The topic of measurement uncertainty of comes up when talking about A+B mode when using two separate flow standards. The following discusses Fluke Calibrations position on this as well as a couple alternative calculations that might be considered:
Option 1 (recommended) - In A+B mode the same pressure transducers and PRT measurement circuits are being used regardless which molbloc is being read. The molbox is also using the same gas property table and the flowing gas will also be the same. Both molbloc's are also independently calibrated within the same spec typically. As a result, Fluke Calibration considers A+B mode uncertainty while flowing through two combined molbloc's to be the same as flowing through a single molbloc. The general uncertainty spec of 0.2% of reading (if using molbloc's with standard gas calibration) or .125% reading (with premium gas calibration) would thus apply to the combined flow reading the molbox would normally display in A+B mode:
Channel A molbloc reading 10 slm but high by 0.2% = 0.02 slm
Channel B molbloc reading 10 slm but high by 0.2% = 0.02 slm.
Sum of errors= 0.04 slm
Sum of flows = 20 slm
= 100 x (0.04 ÷ 20)
= 0.2%
Channel B molbloc reading 10 slm but high by 0.2% = 0.02 slm.
Sum of errors= 0.04 slm
Sum of flows = 20 slm
= 100 x (0.04 ÷ 20)
= 0.2%
Option 2 - Since two separate standards are being combined in A+B mode, there could an argument made that the uncertainties of each molbloc should be Root Sum Squared using the method below or similar. This will produce higher uncertainties than Fluke Calibration recommends and thus could be considered if a more conservative uncertainty spec is preferred for A+B mode:
Quadratic sum (RSS) @ k=1 method: each molbloc is 0.2% reading @ k=2, when you use RSS you bring that back to 0.1% @ k=1, so combining two molbloc's @ 0.1% @ k=1:
RSS = Sqrt (0.1² + 0.1²)
RSS = 0.141 @ k=1
= 0.282% reading uncertainty @ k=2
*** change numbers above if using premium gas calibrations for their spec of 0.125% @k=2 (0.0625% @k=1)
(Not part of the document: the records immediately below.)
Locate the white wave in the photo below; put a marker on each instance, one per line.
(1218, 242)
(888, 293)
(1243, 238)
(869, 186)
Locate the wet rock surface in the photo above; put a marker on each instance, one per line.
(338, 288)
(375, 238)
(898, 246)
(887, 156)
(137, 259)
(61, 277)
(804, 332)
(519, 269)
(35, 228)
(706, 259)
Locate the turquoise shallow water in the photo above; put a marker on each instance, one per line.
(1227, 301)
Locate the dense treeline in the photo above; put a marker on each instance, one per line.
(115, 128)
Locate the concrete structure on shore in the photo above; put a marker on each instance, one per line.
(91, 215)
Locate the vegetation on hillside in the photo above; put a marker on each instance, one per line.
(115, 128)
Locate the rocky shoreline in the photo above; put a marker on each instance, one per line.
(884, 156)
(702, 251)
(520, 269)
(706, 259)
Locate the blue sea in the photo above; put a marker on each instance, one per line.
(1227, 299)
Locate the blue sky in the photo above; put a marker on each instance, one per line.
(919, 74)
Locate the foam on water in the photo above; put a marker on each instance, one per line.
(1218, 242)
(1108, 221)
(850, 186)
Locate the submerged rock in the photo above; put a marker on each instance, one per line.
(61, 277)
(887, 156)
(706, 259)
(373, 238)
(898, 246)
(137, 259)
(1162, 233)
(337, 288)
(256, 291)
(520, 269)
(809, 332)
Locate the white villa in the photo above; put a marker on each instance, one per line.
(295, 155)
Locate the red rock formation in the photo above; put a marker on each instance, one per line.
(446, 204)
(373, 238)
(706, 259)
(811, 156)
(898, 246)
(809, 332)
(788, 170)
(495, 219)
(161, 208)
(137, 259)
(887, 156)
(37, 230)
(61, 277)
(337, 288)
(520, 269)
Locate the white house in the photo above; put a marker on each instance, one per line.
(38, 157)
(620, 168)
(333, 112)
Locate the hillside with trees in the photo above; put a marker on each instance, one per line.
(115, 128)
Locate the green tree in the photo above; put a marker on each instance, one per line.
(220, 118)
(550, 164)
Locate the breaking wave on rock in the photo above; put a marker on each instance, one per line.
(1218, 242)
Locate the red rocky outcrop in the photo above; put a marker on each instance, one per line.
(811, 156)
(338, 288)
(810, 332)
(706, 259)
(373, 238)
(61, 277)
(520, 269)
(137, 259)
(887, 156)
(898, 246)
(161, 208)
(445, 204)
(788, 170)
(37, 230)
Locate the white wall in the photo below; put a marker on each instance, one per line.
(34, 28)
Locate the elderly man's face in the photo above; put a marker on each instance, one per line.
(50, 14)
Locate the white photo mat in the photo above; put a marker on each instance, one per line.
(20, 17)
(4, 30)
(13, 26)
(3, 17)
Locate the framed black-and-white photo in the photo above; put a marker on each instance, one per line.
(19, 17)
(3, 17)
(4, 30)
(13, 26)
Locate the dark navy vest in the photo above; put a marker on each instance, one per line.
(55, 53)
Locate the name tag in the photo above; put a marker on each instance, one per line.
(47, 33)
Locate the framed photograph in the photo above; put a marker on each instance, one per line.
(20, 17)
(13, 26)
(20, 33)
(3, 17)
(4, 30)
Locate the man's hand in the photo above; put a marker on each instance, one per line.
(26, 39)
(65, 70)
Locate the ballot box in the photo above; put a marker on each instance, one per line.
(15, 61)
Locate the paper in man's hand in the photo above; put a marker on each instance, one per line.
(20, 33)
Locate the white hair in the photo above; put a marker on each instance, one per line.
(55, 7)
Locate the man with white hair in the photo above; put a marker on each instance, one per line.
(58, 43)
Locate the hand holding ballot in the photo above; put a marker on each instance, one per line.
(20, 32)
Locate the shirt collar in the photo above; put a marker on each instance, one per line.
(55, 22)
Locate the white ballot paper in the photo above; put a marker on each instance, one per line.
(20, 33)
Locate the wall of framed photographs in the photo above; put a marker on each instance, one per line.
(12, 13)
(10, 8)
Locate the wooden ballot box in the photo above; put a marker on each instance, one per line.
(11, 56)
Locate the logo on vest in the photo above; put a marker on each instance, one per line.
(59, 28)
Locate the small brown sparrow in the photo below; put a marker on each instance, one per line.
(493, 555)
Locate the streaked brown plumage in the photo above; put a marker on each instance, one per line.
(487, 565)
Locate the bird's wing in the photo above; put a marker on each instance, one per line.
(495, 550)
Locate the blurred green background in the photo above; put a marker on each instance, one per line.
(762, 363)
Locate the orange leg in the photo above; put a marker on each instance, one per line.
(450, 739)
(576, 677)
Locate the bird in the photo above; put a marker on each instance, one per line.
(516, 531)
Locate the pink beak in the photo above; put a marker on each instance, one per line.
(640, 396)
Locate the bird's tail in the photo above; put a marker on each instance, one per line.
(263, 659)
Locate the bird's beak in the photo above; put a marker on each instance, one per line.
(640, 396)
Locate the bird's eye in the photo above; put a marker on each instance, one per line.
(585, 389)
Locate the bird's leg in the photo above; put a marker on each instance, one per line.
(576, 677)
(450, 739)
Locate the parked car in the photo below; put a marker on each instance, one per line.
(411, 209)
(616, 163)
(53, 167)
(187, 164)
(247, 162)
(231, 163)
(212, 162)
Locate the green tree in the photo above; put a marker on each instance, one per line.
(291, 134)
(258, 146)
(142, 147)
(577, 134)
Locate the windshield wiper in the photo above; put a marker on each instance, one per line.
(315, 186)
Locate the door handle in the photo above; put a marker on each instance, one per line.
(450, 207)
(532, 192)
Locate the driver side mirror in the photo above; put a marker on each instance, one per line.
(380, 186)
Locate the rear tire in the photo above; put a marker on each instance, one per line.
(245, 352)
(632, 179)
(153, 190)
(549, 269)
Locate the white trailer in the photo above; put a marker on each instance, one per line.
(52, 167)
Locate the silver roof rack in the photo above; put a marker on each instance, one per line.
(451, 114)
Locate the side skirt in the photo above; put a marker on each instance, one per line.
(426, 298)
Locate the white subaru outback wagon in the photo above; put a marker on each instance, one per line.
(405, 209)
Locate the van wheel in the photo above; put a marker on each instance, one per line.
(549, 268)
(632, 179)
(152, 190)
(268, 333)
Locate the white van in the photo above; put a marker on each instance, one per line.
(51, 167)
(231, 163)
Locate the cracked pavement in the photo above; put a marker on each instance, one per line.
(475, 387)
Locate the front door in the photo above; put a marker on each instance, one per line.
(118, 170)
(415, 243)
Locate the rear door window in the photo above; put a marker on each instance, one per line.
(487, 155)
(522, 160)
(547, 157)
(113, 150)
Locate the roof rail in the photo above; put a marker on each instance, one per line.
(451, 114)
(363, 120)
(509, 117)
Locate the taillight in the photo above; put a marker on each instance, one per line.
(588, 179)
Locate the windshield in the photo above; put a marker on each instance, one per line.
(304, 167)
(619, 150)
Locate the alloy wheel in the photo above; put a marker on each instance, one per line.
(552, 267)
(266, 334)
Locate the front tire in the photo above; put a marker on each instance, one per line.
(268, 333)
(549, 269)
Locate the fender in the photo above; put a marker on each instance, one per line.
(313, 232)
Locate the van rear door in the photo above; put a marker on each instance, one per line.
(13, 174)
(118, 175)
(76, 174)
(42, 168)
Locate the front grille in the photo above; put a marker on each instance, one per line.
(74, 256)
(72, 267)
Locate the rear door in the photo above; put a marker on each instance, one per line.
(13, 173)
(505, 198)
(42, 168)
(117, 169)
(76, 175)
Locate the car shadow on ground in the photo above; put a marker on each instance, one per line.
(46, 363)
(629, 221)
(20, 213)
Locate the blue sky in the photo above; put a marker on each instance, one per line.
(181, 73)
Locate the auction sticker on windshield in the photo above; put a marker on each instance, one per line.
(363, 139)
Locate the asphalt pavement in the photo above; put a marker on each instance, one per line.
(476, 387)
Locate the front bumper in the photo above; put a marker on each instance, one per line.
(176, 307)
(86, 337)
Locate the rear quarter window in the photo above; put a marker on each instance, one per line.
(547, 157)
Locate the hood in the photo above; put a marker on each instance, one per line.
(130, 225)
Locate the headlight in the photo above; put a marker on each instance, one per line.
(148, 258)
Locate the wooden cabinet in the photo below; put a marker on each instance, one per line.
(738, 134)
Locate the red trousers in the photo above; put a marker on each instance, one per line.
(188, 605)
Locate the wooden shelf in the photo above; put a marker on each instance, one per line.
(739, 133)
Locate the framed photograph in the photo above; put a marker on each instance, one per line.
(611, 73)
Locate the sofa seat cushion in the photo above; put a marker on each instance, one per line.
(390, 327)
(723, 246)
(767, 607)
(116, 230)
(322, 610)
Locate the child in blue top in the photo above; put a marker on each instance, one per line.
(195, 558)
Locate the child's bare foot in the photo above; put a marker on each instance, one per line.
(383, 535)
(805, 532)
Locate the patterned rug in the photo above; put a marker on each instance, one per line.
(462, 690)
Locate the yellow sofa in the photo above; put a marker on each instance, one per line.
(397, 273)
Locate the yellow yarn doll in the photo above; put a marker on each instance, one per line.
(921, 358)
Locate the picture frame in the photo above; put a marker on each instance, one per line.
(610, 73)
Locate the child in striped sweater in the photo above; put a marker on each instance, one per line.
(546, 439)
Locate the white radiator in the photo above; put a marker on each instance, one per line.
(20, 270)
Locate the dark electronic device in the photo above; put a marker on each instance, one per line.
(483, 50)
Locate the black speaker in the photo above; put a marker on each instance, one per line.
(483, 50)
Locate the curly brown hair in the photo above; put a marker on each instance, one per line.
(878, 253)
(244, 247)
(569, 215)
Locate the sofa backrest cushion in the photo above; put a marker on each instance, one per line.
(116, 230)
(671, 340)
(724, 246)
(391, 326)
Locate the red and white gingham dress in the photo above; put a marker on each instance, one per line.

Option 3: Worst case uncertainty would be to directly add the uncertainty of the two molbloc's together. This is another method to consider for the most conservative uncertainty spec for A+B mode:
0.2% + 0.2% = 0.4% reading uncertainty
*** change numbers above if using premium gas calibrations to their spec of 0.125% @k=2 (0.0625% @k=1) It should be noted that when using A+B mode the molbox will take a reading from one channel/molbloc, with some delay as it switches channels, and then it will take a reading from the other channel/molbloc and combine the two readings together. This results in more time or less samples being taken compared to running a single molbloc. There could also be some additional instability when the valves are changed to allow the switching between channels. It is thus recommended to add additional dwell and averaging times to help ensure taking data when stable and get proper number of samples for data averaging. It is also typically recommended to adjust the stability settings to a lower setting so molbox will wait for better stability until it gives the ready state for data collection to further help ensure flow has truly stabilized in A+B mode.
How uncertainty is calculated should ultimately be determined by your company Quality Policy or similar as the above is just our method and some potential options to consider when determining your measurement uncertainties.